Resultaba irónico que el martes por la mañana Bosch disfrutara leyendo la media primera plana de Bremmer sobre la muerte de Honey Chandler. El periodista había ingresado en la prisión del condado sin posibilidad de fianza poco antes de medianoche y no se había avisado a la unidad de relaciones con los medios. Cuando se cerró la edición no se había corrido la voz aún, de modo que el periódico sacaba en portada un artículo sobre un asesinato escrito por el propio asesino. A Bosch le gustó. Sonreía mientras lo leía.

La única persona a la que Bosch había informado era Irving. Pidió en el centro de comunicaciones que le pasaran a una línea de teléfono y en una conversación de media hora le contó al subdirector jefe cada uno de los pasos que había dado y le describió una por una las pruebas que justificaban la detención. Irving no le felicitó en ningún momento, pero tampoco censuró que realizara solo la detención. Una cosa u otra llegaría más adelante, cuando se viera si la detención daba sus frutos. Los dos lo sabían.

A las nueve de la mañana Bosch estaba sentado en la fiscalía del distrito del edificio de los juzgados de lo penal de la ciudad. Por segunda vez en ocho horas, explicó los detalles de lo ocurrido y luego puso la cinta de su conversación con Bremmer. El ayudante del fiscal del distrito, cuyo nombre era Chap Newell, tomó nota en una libreta amarilla mientras escuchaba la cinta. En diversas ocasiones frunció el entrecejo o sacudió la cabeza porque el sonido no era bueno. En el salón de Bremmer, las voces habían rebotado contra el radiador de hierro y tenían un ligero eco en la grabación. No obstante, las palabras que revestían mayor importancia sí eran audibles.

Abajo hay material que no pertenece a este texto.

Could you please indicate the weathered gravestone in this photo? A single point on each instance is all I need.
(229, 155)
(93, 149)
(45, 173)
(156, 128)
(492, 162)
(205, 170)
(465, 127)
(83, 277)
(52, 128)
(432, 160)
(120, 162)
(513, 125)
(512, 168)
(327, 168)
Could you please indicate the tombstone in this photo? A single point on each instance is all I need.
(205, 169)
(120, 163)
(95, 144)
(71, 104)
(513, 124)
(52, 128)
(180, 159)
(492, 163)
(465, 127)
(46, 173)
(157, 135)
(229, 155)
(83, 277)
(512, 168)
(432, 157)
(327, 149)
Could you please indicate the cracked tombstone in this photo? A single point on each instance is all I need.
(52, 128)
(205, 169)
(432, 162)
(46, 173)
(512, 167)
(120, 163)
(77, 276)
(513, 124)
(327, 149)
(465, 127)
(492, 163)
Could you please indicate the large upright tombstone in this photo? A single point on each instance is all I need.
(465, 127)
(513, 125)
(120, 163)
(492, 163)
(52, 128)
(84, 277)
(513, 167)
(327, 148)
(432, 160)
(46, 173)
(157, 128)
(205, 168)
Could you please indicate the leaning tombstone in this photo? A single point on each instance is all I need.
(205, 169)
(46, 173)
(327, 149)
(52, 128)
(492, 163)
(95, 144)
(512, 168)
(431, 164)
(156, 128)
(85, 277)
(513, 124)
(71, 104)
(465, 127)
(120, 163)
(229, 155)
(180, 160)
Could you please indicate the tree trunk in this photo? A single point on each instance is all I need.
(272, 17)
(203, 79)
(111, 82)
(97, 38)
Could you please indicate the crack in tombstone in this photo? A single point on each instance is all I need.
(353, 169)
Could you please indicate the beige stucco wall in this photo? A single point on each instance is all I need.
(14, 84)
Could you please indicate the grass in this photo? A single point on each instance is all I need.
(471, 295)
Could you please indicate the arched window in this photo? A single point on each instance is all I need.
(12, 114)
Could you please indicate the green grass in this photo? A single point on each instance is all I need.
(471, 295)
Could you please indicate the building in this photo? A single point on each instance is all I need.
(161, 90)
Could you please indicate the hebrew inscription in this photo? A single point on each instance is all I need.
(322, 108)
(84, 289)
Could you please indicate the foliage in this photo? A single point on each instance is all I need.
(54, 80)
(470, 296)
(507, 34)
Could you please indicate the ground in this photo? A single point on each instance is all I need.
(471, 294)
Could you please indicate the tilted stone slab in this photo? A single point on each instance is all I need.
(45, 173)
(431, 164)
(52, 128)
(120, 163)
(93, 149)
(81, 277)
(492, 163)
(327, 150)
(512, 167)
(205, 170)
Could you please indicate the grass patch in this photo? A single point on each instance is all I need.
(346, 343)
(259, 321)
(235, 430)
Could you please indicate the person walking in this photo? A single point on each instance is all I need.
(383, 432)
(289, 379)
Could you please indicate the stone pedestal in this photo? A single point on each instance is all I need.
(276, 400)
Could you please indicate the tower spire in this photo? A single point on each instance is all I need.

Bosch se limitó a observar sin decir una sola palabra. Newell tenía pinta de que no hacía más de tres años que había acabado la carrera de derecho. Como la detención no había trascendido a la prensa ni a la televisión, el caso todavía no había captado la atención de ninguno de los fiscales veteranos. Había llegado a manos de Newell según la rotación de rutina.

Cuando terminó la grabación, Newell tomó unas cuantas notas para dar la impresión de que sabía lo que se hacía y luego levantó la vista hacia Bosch.

—No ha mencionado nada acerca de lo que había en la casa.

—No encontré nada en el registro rápido que llevé a cabo anoche. Ahora hay otros allí, con una orden, realizando una labor más minuciosa.

—Bueno, espero que encuentren algo.

—¿Por qué? ¿No tiene suficiente?

—Sí, el material es muy bueno, Bosch. Buen trabajo.

—Viniendo de usted, eso significa mucho.

Newell lo miró y entrecerró los ojos. No estaba seguro de cómo debía tomarse el comentario.

—Pero, eh…

—¿Pero qué?

—Bueno, no hay duda de que con esto podemos presentar cargos. Son muchas cosas.

—¿Pero qué?

—Estoy tratando de verlo desde el punto de vista del abogado defensor. En realidad, ¿qué es lo que tenemos? Muchas coincidencias. Es zurdo, fuma, disponía de información detallada del Fabricante de Muñecas. Pero todas esas cosas no son pruebas irrefutables. Pueden darse en muchas personas.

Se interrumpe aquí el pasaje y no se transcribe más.